Review: This may be the funniest movie I've ever seen. I have watched it countless times and I never get tired of it. You have to watch this more than once to catch everything. Albert is SO obnoxious and SO egotistical to the point of utter madness. One of the funniest scenes is when Dr. Cleary abandons the project. You've got to see it to believe it. There are so many unforgettable funny lines in this film, too. "I'm not a scientist, I'm a comedian, I can afford the luxury of honesty." SEE THIS MOVIE------STUDY IT------WORSHIP IT

Rating: 5 stars
Summary: great if you love the non-hollywood kind of movie
Review: This movie isn't for everyone, but it is for everyone who loves good intelligent but irreverant humor. Brooks' character (himself) is so vein you have to love him. And Charles Grodin, one of Hollywood's most underrated actors, is funnier than I have ever seen him.

Rating: 5 stars
Summary: ...
Review: Writer-director-comic actor Albert Brooks has done consistently solid work since this film but it remains his very best. It is a parody, astonishingly enough, of TODAY'S work on tv yet he made this film in 1979! Tv today is parlaying extensive money out of real life situations, whether based on survival or marrying millionaires or some other new trend of the day. These are big reasons why I don't watch tv anymore. If you are unfamiliar with Brooks, who also plays the "auteur" director in the film, you must understand two things about him.
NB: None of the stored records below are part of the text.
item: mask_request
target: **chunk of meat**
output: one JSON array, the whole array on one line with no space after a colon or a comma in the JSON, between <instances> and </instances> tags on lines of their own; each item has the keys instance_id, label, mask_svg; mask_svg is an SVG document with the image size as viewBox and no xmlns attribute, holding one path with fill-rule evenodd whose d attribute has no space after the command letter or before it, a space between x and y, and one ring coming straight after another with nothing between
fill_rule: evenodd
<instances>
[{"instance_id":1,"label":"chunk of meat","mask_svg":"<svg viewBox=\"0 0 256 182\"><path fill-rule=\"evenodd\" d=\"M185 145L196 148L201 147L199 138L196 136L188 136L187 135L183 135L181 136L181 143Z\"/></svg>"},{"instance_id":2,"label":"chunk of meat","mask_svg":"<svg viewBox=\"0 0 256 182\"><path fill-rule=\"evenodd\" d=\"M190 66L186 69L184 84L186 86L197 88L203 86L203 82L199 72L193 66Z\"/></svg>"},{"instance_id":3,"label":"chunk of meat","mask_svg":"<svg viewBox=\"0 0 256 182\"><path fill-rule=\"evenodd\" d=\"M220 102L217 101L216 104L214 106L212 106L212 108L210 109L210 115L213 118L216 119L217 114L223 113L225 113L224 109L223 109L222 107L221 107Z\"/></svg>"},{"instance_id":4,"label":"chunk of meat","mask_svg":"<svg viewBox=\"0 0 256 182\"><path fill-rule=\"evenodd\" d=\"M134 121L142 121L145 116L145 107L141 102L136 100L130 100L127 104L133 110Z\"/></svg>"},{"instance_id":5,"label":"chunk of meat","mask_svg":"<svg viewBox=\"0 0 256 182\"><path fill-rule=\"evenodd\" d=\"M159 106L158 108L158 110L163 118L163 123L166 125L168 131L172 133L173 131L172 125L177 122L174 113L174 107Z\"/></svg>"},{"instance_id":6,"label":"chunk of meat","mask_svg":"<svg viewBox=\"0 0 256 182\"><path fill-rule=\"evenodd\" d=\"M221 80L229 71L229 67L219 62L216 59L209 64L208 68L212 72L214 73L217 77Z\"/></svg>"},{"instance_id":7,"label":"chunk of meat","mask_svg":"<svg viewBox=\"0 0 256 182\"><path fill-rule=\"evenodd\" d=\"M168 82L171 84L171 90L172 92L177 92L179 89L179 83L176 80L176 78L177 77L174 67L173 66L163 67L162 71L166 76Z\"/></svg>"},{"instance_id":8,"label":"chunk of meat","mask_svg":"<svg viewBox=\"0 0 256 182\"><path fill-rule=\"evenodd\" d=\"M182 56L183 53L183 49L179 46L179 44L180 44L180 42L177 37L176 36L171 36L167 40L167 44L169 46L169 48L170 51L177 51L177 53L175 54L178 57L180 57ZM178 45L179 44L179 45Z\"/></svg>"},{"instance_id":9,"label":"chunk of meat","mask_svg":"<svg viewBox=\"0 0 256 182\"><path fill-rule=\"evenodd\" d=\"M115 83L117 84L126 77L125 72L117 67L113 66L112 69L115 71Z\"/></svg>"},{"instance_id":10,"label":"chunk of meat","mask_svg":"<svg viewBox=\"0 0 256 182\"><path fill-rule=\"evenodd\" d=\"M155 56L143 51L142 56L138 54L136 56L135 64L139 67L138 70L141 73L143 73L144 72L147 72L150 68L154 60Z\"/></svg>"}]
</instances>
One, he always plays obnoxious characters and this is perhaps his most obnoxious ever. Two, he is absolutely merciless on portraying himself as obnoxious. His delivery is straight on and deadpan and totally works. Brooks's character does not have an iota of real self awareness and this too is typical of the roles he creates for himself in all of his films. This is Brooks's satiric look at a documentary purportedly capturing a year in the life of a typical American family. Charles Grodin, low key as usual, is fantastic as Warren Yeager, the Phoenix, Arizona, veterinarian who is largely passive and ineffectual. He, his wife and two children are easily overwhelmed by the callous Brooks as auteur. There are so many delights to this film that it is hard to name them all so here are just a few. Brooks showing you his choice of camera, a piece of headgear that looks like a robot suit and is all but extinct; Brooks kicking off his film in AZ before an audience of townspeople by breaking into song; Brooks capturing the wife's OB-GYN md on camera and unmasking him as a "60 Minutes" subject; Brooks capturing Yeager (Grodin) malpracticing on a horse patient on camera and Yeager's trying to remove that segment from the film; the production meetings Brooks conducts with his producer sitting in by speaker phone, telling him what's wrong with his movie and why showing real life will not "play" in America and that what he really needs is James Caan (who was hot in 1979). I saw this movie when it first opened at a film festival and have seen it many times in succeeding years. It is always absolutely hilarious and unfortunately prophetic about the "thrills" audiences of the future would want from the media.